2) Next, we do an all-AMPs
RETRIEVE step from DP_CORE_EDW.CNL in view
VP_SEM.CNL_DIM by way of an all-rows scan with a condition of (
"DP_CORE_EDW.CNL in view VP_SEM.CNL_DIM.DWH_STATUS = 'AC'") into
Spool 4 (all_amps), which is duplicated on all AMPs. The size of
Spool 4 is estimated with low confidence to be 230,688 rows (
11,995,776 bytes). The estimated time for this step is 0.04
3) We do an all-AMPs
JOIN step from Spool 4 (Last Use) by way of an
all-rows scan, which is joined to 10 partitions of
DP_CORE_EDW.EVNT_CNL in view VP_SEM.EVNT_CNL with a condition of (
"DP_CORE_EDW.EVNT_CNL in view VP_SEM.EVNT_CNL.DWH_CLOSED_LOAD IS
). Spool 4 and DP_CORE_EDW.EVNT_CNL are right outer joined
dynamic hash join, with condition(s) used for non-matching
on right table (
"NOT (DP_CORE_EDW.EVNT_CNL.CNL_ID IS NULL)"), with
a join condition of (
"CNL_ID = DP_CORE_EDW.EVNT_CNL.CNL_ID"). The
result goes into
Spool 5 (all_amps), which is duplicated on all
AMPs. Then we do a SORT to order
Spool 5 by the hash code of (
DP_CORE_EDW.EVNT_CNL.CNL_ID). The result spool file will not be
cached in memory. The size of
Spool 5 is estimated with low
confidence to be 458,469,681,120 rows (25,674,302,142,720 bytes).
The estimated time for this step is
19 hours and 43 minutes.
4) We do an all-AMPs
RETRIEVE step from
DP_CORE_SEM.ETIYA_FATURA_TALEP_DIM in view
VP_SEM.ETIYA_FATURA_TALEP_DIM by way of an all-rows scan with no
residual conditions into
Spool 7 (all_amps), which is built
locally on the AMPs. Then we do a SORT to order Spool 7 by the
hash code of (
The size of
Spool 7 is estimated with high confidence to be
12,691,911 rows (469,600,707 bytes).

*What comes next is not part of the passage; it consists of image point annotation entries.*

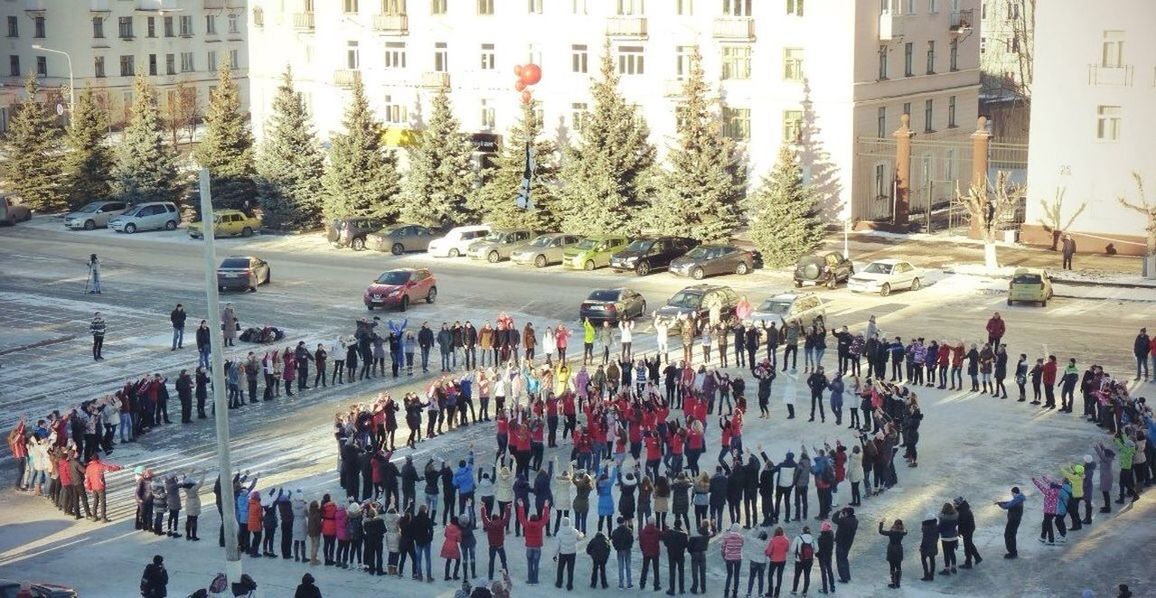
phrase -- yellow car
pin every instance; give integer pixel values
(228, 223)
(1030, 285)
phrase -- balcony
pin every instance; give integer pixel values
(630, 27)
(303, 21)
(395, 24)
(890, 26)
(435, 79)
(346, 76)
(1099, 75)
(736, 28)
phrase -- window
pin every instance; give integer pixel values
(736, 123)
(792, 125)
(353, 56)
(736, 7)
(1113, 50)
(579, 57)
(488, 57)
(792, 64)
(441, 57)
(631, 60)
(736, 61)
(395, 54)
(1108, 126)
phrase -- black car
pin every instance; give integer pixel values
(823, 268)
(350, 233)
(646, 255)
(612, 305)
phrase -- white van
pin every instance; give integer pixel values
(457, 241)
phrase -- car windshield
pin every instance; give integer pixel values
(394, 277)
(604, 295)
(235, 263)
(684, 299)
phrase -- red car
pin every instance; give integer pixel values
(398, 288)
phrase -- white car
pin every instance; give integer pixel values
(886, 275)
(457, 241)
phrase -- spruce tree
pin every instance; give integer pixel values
(227, 148)
(146, 167)
(601, 177)
(496, 200)
(785, 223)
(361, 178)
(32, 169)
(88, 164)
(703, 184)
(441, 174)
(289, 163)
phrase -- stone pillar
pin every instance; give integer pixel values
(902, 171)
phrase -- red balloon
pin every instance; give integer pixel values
(531, 74)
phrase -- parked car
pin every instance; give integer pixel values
(400, 240)
(697, 301)
(1030, 285)
(827, 268)
(457, 241)
(612, 305)
(593, 252)
(708, 260)
(228, 223)
(350, 233)
(154, 215)
(243, 273)
(13, 213)
(398, 288)
(884, 275)
(545, 249)
(650, 253)
(95, 214)
(498, 244)
(803, 307)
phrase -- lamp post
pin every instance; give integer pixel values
(72, 81)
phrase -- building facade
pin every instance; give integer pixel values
(177, 43)
(1092, 120)
(815, 75)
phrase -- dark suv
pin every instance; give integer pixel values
(350, 233)
(646, 255)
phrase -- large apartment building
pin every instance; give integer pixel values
(104, 44)
(817, 75)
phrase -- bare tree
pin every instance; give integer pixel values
(991, 208)
(1053, 215)
(1149, 213)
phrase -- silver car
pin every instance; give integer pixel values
(96, 214)
(545, 249)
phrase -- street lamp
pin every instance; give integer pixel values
(72, 82)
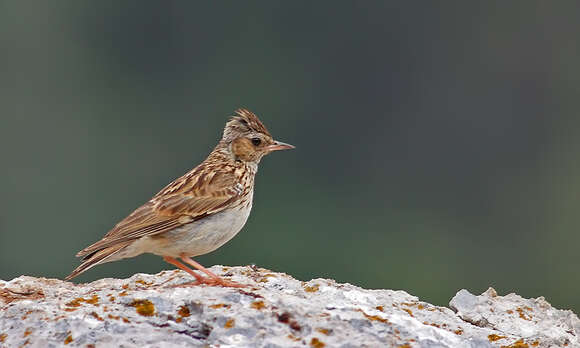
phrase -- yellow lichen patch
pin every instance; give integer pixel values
(313, 288)
(494, 337)
(316, 343)
(143, 307)
(522, 314)
(373, 317)
(96, 316)
(293, 338)
(517, 344)
(143, 283)
(323, 331)
(183, 311)
(94, 300)
(258, 305)
(68, 339)
(230, 323)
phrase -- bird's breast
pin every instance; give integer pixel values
(209, 233)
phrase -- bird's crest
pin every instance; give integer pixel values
(243, 122)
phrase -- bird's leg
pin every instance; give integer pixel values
(213, 279)
(171, 260)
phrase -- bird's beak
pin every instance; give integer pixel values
(278, 145)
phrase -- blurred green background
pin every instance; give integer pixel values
(437, 142)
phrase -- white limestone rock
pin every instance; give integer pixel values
(275, 310)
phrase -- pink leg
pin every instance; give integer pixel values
(183, 267)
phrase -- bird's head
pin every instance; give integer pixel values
(248, 138)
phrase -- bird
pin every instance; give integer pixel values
(197, 212)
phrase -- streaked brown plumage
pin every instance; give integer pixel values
(198, 212)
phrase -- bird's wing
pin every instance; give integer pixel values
(197, 194)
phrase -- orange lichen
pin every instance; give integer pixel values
(68, 339)
(494, 337)
(94, 300)
(373, 317)
(517, 344)
(313, 288)
(258, 305)
(143, 307)
(316, 343)
(183, 311)
(230, 323)
(96, 316)
(323, 331)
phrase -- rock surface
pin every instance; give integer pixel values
(275, 310)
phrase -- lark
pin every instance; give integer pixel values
(198, 212)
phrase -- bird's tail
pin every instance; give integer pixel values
(96, 258)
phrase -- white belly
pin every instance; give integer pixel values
(199, 237)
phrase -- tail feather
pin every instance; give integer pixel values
(96, 258)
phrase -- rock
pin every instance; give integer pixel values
(275, 310)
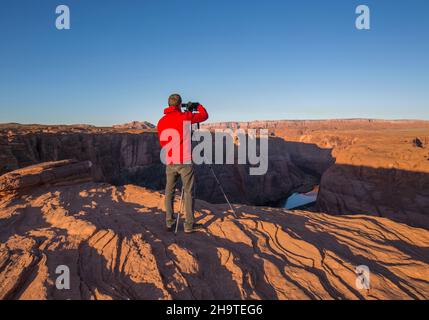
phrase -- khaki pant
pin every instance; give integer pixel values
(186, 173)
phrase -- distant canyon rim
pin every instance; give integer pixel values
(362, 166)
(92, 199)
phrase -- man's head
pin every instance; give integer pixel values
(175, 100)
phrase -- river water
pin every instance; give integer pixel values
(300, 199)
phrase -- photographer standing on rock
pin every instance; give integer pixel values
(176, 123)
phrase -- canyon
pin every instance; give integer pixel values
(93, 197)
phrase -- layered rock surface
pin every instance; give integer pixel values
(113, 241)
(381, 167)
(121, 157)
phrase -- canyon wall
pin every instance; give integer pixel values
(121, 157)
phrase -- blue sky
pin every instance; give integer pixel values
(243, 59)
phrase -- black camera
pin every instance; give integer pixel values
(190, 106)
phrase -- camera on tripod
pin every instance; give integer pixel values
(190, 106)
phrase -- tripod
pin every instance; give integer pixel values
(218, 183)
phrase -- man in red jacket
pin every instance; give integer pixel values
(174, 132)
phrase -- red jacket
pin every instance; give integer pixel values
(179, 151)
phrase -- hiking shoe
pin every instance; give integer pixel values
(195, 227)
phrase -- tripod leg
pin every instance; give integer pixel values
(223, 192)
(180, 211)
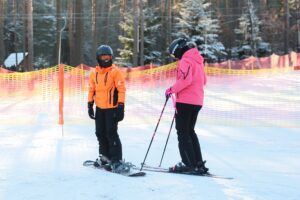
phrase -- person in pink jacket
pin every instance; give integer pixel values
(189, 91)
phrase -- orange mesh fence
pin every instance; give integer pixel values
(244, 93)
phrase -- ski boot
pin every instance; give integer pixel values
(201, 168)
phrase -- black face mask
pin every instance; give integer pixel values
(179, 52)
(105, 63)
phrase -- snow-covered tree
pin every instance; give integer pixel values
(195, 22)
(152, 25)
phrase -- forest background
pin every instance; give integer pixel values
(49, 32)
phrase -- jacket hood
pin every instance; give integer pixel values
(193, 54)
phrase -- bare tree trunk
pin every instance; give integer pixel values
(286, 27)
(78, 46)
(15, 39)
(142, 33)
(135, 33)
(71, 31)
(169, 23)
(29, 34)
(2, 47)
(164, 7)
(94, 29)
(123, 4)
(58, 27)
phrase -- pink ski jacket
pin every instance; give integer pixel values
(191, 78)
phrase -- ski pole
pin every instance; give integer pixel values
(167, 141)
(167, 98)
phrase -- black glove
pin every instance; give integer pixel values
(91, 110)
(120, 111)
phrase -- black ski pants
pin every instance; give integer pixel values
(189, 146)
(107, 134)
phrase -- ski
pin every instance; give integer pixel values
(135, 173)
(164, 170)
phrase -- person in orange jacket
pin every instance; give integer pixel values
(107, 90)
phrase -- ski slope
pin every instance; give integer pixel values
(42, 160)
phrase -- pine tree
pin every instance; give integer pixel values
(249, 32)
(195, 22)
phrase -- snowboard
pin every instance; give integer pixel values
(164, 170)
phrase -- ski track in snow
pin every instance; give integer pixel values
(37, 162)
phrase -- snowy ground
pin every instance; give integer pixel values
(37, 162)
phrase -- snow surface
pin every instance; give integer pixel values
(38, 162)
(11, 59)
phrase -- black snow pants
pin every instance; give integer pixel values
(188, 143)
(107, 134)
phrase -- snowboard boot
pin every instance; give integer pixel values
(120, 167)
(179, 168)
(201, 168)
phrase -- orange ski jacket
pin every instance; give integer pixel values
(106, 87)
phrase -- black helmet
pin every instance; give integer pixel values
(178, 47)
(104, 50)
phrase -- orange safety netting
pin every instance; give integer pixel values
(251, 92)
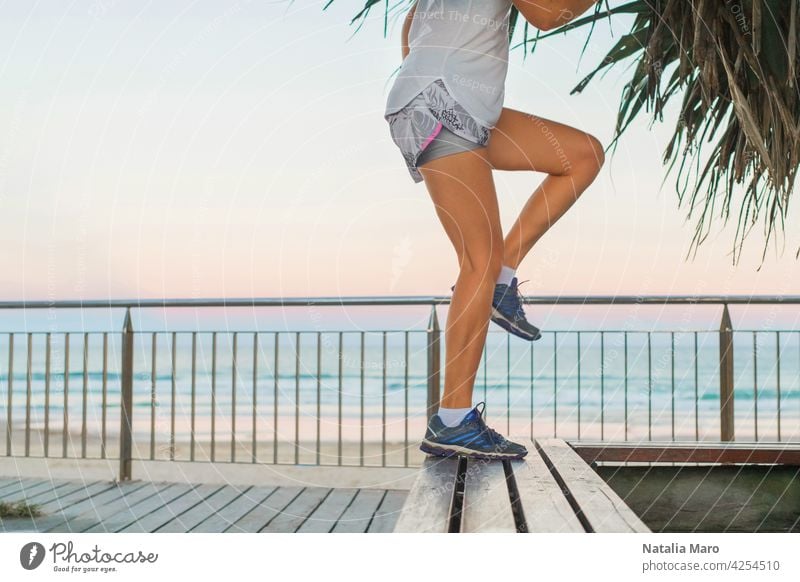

The estimated time for this
step is 0.86 seconds.
5) We do an all-AMPs
JOIN step from Spool 5 (Last Use) by way of a
RowHash match scan, which is joined to Spool 7 (Last Use) by way
RowHash match scan. Spool 5 and Spool 7 are right outer
joined using a
merge join, with condition(s) used for non-matching
on right table (
"NOT (STRT_CNL_ID IS NULL)"), with a join
condition of (
"CNL_ID = STRT_CNL_ID"). The result goes into Spool
3 (all_amps), which is
built locally on the AMPs. The result
spool file will not be cached in memory. The size of
Spool 3 is
estimated with low confidence to be 128,621,109,816,881 rows (***
bytes). The estimated time for this step is 1,
111 hours and 49
6) We do an all-AMPs SAMPLING step from
Spool 3 (Last Use) by way of
all-rows scan into Spool 1 (group_amps), which is built locally
on the AMPs. Samples are specified as a number of rows.
7) Finally, we send out an END TRANSACTION step to all AMPs involved
in processing the request.
-> The contents of
Spool 1 are sent back to the user as the result of
Stats might be up-to-date, but at least one on VP_SEM.CNL_DIM.DWH_STATUS is missing, DIAGNOSTIC HELPSTATS ON FOR SESSION; will reveal this.
The estimates are horrible, what's the actual row counts for those tables?
Seems the optimizer has no information about uniqueness or the join is not correctly using the logical PKs/FKs.
Can you provide more details, DDL/PI, stats?